View Single Post
  #5   Report Post  
Posted to rec.crafts.metalworking
Pete Keillor[_2_] Pete Keillor[_2_] is offline
external usenet poster
 
Posts: 327
Default mag base remagnetizing

On Wed, 18 Mar 2020 07:31:34 -0400, "Jim Wilkins"
wrote:

"Richard Smith" wrote in message
...
writes:

On Sat, 14 Mar 2020 21:25:20 +0000 (UTC), Cydrome Leader
wrote:

Has anybody remagnetized a rotary on-off mag base before? I was
thinking
about a large capacitor and some turns of wire on EI transformer
core
with the Is removed and the indicator base across the center and
one side
leg.

How are these magnetized at the factory?
Probably your best bet is to replace the old alnico magnet with a
new
rare earth magnet. This is because if the alnico magnet is removed
from the magnetic circuit it loses a lot of its magnetism. The
alnico
magnets in old and/or inexpensive mag bases were/are magnetized
after
assembly. This takes a LOT of current. I have seen the setups for
doing this and they are not trivial.
Eric


I save the magnetising assembly at a magnet factory in Sheffield,
UK,
a long time ago.
Which leads me to voice agreement with Eric.
It fitted on top of a pallet, took some huge current, dust was
flying and their were major creaking sounds as enormous forces
resulted.
Rich S


I've built 1000A test stations for devices such as electric locomotive
controllers. The construction is considerably different from normal
electronics, requiring copper buss bars, crimpers for 4/0 welding
cable lugs, mechanically strong and heat resistant insulators etc. All
conductors must be well supported to resist the magnetic attraction
between them and to the steel chassis. Common test equipment won't
measure the high currents or microOhm resistances involved.
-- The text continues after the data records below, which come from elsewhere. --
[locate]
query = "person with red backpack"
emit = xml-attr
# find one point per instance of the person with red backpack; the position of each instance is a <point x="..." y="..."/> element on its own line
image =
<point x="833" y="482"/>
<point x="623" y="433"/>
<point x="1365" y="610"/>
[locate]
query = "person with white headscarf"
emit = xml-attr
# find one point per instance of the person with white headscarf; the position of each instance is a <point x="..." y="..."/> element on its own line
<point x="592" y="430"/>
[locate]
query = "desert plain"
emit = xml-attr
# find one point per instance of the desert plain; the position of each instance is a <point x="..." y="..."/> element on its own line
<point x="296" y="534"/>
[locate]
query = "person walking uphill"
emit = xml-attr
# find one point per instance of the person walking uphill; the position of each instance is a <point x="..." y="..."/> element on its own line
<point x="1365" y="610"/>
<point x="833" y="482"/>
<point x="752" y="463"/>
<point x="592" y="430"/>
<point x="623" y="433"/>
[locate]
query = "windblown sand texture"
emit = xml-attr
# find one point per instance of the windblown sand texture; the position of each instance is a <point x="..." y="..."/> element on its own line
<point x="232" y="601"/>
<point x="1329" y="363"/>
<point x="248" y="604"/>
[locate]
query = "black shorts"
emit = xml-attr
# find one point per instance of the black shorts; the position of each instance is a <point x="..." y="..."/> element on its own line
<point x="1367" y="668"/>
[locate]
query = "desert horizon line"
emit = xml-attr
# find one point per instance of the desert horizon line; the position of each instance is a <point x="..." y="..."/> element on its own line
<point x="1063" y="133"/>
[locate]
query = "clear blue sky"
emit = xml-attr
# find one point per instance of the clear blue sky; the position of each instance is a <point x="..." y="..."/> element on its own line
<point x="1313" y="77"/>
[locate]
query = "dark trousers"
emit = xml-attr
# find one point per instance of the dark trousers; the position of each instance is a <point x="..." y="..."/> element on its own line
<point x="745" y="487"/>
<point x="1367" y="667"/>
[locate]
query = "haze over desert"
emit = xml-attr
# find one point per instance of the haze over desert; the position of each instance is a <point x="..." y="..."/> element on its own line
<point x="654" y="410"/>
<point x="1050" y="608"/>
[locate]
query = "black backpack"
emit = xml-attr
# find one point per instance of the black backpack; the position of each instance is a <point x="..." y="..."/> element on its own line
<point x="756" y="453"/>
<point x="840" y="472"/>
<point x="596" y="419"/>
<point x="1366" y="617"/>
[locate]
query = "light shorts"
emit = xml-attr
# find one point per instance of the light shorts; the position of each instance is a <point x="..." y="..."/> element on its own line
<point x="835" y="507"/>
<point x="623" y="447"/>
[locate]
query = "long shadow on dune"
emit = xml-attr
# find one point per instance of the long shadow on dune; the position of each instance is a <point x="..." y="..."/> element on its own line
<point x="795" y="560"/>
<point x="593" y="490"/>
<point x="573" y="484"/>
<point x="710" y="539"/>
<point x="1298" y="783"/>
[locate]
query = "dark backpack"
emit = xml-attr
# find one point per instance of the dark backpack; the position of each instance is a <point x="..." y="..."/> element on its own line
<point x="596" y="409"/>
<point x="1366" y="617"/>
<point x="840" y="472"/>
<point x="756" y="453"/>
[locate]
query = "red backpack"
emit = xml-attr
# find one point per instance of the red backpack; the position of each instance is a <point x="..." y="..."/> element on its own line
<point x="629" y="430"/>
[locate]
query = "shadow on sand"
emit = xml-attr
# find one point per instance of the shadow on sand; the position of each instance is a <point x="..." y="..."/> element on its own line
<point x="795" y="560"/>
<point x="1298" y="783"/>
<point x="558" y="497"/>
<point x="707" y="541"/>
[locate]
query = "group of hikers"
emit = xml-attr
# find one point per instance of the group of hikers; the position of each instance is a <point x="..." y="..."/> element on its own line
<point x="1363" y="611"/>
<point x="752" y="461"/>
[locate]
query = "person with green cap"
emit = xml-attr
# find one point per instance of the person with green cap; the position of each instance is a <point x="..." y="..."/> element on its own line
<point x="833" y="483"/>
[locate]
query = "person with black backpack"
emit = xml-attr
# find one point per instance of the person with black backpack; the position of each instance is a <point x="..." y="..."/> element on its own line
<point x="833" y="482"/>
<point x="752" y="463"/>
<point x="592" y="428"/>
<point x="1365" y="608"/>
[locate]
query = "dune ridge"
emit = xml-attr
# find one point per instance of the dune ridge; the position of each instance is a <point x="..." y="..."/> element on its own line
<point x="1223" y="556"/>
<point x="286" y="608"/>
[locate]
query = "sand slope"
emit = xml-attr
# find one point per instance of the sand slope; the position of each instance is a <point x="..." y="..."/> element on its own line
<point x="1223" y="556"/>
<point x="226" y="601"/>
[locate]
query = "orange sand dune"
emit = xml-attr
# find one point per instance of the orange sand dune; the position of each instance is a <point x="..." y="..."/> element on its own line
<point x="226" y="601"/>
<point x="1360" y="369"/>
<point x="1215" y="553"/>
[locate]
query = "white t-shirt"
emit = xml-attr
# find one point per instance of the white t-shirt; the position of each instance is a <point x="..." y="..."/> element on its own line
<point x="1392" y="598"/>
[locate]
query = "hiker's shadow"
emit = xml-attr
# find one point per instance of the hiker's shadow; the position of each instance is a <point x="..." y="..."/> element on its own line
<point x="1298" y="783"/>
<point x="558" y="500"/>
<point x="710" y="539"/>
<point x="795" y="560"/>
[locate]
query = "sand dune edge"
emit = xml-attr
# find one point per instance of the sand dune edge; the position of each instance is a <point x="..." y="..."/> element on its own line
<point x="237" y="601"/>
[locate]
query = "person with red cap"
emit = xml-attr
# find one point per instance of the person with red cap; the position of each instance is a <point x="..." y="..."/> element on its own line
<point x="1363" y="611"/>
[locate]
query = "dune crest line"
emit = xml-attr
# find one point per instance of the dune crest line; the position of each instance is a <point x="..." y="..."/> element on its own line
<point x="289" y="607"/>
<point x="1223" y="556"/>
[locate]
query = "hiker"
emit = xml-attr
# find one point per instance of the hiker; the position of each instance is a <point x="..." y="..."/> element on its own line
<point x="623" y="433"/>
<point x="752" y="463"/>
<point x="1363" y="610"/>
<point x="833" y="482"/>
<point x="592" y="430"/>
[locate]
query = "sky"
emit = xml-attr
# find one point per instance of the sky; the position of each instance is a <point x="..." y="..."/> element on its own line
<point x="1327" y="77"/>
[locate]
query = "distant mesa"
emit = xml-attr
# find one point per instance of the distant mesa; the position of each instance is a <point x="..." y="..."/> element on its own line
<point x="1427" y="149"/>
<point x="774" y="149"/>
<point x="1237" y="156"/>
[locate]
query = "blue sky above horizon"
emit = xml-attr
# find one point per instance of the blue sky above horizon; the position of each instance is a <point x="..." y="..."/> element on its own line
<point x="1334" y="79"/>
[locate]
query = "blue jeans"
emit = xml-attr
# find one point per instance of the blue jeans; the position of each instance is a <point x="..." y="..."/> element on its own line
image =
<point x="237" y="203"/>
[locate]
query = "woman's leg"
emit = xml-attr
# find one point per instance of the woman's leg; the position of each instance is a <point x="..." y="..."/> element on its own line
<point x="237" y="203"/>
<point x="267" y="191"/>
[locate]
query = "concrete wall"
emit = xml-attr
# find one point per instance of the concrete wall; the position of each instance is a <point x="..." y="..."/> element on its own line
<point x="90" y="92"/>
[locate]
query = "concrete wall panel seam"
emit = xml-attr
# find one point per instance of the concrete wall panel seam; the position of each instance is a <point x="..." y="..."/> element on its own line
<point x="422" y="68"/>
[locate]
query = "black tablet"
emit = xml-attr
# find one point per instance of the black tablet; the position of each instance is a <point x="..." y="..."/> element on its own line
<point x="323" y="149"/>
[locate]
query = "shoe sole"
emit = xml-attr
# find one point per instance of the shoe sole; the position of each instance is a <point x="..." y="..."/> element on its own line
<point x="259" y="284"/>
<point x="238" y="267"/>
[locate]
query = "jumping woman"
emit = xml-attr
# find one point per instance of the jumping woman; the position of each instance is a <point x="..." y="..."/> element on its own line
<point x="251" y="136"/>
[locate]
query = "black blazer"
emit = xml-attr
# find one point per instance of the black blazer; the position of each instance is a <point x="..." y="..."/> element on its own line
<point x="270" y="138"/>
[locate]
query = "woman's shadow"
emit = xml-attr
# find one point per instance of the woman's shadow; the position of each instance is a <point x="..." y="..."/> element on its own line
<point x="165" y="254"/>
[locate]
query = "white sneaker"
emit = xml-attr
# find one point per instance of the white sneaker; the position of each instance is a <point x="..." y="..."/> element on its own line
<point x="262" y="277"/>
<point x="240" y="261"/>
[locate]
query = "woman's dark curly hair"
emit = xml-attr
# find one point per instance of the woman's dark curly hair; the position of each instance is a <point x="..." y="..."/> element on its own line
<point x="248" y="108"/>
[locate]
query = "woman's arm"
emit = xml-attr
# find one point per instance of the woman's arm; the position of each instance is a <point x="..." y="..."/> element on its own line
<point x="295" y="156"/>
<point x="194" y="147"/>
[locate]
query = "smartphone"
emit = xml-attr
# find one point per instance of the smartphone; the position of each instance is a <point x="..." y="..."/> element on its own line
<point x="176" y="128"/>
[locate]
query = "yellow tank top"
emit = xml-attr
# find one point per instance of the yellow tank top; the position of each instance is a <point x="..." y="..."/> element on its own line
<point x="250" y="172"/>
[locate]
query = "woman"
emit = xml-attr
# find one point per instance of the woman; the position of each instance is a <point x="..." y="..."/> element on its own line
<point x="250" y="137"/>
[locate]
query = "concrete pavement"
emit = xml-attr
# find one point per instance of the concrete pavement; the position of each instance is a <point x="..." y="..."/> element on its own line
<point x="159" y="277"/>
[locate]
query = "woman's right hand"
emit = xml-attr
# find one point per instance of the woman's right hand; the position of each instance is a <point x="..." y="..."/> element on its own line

My personal test gear collection includes second-hand lab grade and
new import hobby grade shunts like this
https://www.amazon.com/AMMETER-SHUNT.../dp/B005BHPG6K
to measure AC and DC current and a 1000V hipot tester to find
accidental shorts or leakage, mainly keep shocks or exploding wires
fom putting me in the hospital.


Reminds me of the old mag cells. A building was a row of pots up one
side and down the other electrically in series, running at about
30,000 amps. The workers commonly stored their tools by just slapping
them on a buss bar above a cell. There was a massive tool drop every
time they took a cell building down.